A primeira transformação que deve ser apontada é quanto à estruturação de cada norma. O regime jurídico reservado aos seguros, conforme o CC/2002, possui três seções, uma reservada às disposições gerais (arts. 757/777), uma dedicada aos seguros de danos (arts. 778/788) e outra, aos seguros de pessoa (arts. 789/802). O MLS, por sua vez, está dividido em seis grandes capítulos: disposições gerais (arts. 1°/88), seguros de danos (arts. 89/111), seguros sobre a vida e a integridade física (arts. 112/124), seguros obrigatórios art. 125), prescrição (arts. 126/127) e disposições finais e transitórias (arts. 128/134).

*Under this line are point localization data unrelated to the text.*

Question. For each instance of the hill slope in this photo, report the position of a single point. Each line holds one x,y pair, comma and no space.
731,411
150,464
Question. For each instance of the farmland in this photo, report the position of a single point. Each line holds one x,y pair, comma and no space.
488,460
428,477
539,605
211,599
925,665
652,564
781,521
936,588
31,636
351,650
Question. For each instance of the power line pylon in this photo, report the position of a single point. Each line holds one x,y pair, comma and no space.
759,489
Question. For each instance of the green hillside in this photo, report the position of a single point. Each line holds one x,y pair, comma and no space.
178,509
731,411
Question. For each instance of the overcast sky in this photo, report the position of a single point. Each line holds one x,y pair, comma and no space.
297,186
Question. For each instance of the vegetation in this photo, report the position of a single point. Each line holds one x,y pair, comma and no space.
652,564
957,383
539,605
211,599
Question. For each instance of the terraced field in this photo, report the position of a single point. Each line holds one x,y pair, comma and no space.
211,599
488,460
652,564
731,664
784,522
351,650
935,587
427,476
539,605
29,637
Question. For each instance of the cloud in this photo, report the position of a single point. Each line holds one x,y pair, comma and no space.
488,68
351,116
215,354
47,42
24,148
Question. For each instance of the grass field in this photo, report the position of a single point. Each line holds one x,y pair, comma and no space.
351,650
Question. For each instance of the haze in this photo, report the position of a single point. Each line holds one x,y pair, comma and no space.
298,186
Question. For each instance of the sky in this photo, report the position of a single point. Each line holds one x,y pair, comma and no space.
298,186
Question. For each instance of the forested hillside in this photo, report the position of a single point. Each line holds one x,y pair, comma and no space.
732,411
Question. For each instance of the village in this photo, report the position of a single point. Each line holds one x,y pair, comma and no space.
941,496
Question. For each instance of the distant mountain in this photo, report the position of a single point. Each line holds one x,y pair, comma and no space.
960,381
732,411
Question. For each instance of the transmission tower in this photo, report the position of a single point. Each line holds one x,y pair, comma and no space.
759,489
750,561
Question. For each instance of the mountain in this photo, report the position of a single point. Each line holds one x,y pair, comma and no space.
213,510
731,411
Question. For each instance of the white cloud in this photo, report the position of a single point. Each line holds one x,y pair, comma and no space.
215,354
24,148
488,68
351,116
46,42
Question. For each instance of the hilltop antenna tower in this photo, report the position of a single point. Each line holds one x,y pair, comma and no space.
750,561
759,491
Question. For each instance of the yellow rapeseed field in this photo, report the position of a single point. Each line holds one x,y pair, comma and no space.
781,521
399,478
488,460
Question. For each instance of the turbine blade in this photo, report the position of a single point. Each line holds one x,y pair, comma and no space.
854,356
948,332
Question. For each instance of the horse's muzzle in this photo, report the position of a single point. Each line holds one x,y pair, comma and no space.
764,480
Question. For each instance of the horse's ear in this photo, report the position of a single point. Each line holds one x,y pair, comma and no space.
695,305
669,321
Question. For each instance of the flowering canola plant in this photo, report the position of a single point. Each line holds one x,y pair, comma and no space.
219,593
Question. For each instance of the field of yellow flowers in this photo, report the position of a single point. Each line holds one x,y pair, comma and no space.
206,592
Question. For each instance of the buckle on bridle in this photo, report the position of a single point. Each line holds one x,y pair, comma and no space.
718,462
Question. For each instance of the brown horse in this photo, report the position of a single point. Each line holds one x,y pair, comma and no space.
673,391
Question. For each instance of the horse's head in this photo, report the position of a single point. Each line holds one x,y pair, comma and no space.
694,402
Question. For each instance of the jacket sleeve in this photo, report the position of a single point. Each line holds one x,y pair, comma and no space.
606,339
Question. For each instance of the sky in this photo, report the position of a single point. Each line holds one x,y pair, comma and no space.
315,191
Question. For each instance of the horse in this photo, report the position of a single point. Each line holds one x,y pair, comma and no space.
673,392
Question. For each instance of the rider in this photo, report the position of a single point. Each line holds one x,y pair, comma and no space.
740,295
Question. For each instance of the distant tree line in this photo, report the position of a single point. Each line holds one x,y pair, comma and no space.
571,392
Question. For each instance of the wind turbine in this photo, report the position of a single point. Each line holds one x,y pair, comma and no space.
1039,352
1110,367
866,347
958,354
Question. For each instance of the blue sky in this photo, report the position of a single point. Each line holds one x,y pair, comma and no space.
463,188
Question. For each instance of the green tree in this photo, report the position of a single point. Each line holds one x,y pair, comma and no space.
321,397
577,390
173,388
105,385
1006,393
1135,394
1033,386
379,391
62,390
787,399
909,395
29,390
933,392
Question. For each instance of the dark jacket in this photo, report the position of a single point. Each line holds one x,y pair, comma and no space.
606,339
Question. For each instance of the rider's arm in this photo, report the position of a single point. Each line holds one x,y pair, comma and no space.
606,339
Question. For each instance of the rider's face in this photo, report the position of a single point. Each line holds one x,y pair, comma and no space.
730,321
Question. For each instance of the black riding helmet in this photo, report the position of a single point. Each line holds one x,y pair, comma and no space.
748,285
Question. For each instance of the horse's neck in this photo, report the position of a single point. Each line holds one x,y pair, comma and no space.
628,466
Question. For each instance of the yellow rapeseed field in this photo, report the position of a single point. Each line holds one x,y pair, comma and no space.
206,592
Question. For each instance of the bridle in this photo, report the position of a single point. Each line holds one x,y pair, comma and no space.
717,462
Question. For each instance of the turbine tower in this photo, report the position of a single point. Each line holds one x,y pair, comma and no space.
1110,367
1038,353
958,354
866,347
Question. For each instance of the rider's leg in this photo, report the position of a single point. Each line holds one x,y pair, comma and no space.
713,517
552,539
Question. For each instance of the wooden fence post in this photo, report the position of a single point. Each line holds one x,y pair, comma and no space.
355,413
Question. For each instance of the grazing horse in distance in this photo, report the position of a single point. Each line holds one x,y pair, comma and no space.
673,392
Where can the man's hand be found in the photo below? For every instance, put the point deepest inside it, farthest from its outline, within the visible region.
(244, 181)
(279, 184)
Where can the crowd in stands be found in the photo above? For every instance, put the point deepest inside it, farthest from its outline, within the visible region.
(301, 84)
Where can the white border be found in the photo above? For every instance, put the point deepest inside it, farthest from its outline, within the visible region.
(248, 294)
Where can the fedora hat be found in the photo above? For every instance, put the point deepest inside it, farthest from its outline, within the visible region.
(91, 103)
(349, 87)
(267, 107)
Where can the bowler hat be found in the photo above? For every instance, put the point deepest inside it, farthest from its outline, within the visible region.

Evidente, portanto, que o Marco Legal dos Seguros pretende conferir um regramento mais amplo e detalhado, unificando grande parte da matéria num único corpo legal.
Outra mudança a ser destacada é quanto às classificações de seguros contempladas pela nova lei. Sabe-se que os contratos securitários se submetem a diversas classificações. Apenas para exemplificar, podem ser divididos entre seguros facultativos e obrigatórios; entre seguros individuais e coletivos; entre ramos, grupos e espécies, e daí por diante. A despeito dessas múltiplas possibilidades, o CC/2002 os dividiu apenas em dois grandes grupos, os seguros de danos (neles incluídos os seguros de responsabilidade civil) e os seguros de pessoas (cujos principais exemplos, sem qualquer dúvida, são os seguros de vida e acidentes pessoais). Seguros obrigatórios, por exemplo, eram referenciados unicamente pelo Decreto-Lei n°. 73/1996, sem, porém, qualquer menção na codificação civil, omissão suprida pela nova legislação.

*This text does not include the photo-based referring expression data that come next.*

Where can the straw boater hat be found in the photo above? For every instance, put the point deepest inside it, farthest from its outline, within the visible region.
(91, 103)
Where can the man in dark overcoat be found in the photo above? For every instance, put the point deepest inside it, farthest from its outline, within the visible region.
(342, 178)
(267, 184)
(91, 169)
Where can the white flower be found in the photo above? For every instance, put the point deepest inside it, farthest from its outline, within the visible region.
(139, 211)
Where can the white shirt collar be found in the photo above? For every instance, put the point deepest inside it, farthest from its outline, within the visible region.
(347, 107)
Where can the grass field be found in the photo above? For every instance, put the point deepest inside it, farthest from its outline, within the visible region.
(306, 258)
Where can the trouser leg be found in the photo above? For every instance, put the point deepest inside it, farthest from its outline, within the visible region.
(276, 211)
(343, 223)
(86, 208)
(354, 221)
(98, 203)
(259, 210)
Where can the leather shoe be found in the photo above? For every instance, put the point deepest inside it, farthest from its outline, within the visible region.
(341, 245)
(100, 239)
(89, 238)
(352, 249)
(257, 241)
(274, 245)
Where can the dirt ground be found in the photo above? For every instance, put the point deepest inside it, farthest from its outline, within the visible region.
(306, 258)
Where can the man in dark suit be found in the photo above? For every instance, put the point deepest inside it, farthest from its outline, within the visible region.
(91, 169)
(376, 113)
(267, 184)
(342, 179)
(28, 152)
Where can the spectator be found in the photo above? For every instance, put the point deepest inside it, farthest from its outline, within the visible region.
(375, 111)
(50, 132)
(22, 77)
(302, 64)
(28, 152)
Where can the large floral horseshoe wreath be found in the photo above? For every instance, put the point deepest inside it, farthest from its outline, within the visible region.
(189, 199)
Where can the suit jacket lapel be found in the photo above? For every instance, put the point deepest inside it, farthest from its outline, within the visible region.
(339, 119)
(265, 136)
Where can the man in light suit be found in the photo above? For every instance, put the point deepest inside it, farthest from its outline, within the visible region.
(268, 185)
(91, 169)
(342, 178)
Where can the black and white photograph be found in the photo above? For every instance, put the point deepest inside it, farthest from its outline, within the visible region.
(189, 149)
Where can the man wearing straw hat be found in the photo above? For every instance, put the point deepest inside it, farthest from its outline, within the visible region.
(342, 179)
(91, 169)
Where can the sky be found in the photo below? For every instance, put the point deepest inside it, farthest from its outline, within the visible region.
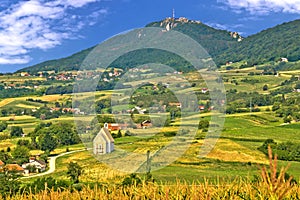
(34, 31)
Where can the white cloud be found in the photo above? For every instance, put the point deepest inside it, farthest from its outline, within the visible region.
(263, 7)
(39, 24)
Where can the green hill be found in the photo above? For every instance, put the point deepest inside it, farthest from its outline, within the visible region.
(268, 45)
(215, 41)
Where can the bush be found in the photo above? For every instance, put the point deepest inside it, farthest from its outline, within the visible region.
(16, 131)
(133, 179)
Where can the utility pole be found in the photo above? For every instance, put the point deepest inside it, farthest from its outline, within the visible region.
(250, 104)
(173, 14)
(148, 168)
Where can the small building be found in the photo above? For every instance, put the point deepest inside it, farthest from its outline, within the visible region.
(178, 105)
(14, 168)
(146, 124)
(39, 165)
(201, 107)
(113, 127)
(284, 60)
(103, 143)
(1, 164)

O MLS, por seu turno, respeita a dupla divisão adotada pelo CC/2002, inovando, entretanto, quanto à sua nomenclatura. Os seguros de danos permanecem, mas os seguros de pessoas passam a ser denominados de seguros sobre a vida e a integridade física. Apesar dessa mudança, o que se constata da leitura das disposições positivadas nesse capítulo é que, não obstante a troca do nome, o teor das regras, em essência, permanece o mesmo. A comprovar isso, citável o novel art. 112, segundo o qual, nesses seguros, “o capital segurado é livremente estipulado pelo proponente, que pode contratar mais de um seguro sobre o mesmo interesse, com a mesma ou com diversas seguradoras”, regra absolutamente idêntica à do art. 789 do CC/2002.
Conforme dito anteriormente, diferentemente do CC/2002, em que não eram nem sequer referenciados, os seguros obrigatórios ganharam menção expressa e específica na nova lei. Estabelece o art. 125, caput, do MLS, o seguinte: “As garantias dos seguros obrigatórios terão conteúdo e valores mínimos, de modo a permitir o cumprimento de sua função social”. Digno de nota, a esse respeito, que as disposições do Decreto-Lei n°. 73/1966 acerca dos seguros obrigatórios não estão sendo revogadas pelo Marco Legal dos Seguros, podendo-se dizer o mesmo das leis esparsas regulamentadoras de seguros dessa natureza, exceto naquilo que contrariarem a nova legislação. Parece ser possível afirmar, em verdade, que o que a nova lei faz, relativamente aos seguros obrigatórios, é lhes conferir um conceito legal/positivado, sem prejuízo do regramento existente em outras normas.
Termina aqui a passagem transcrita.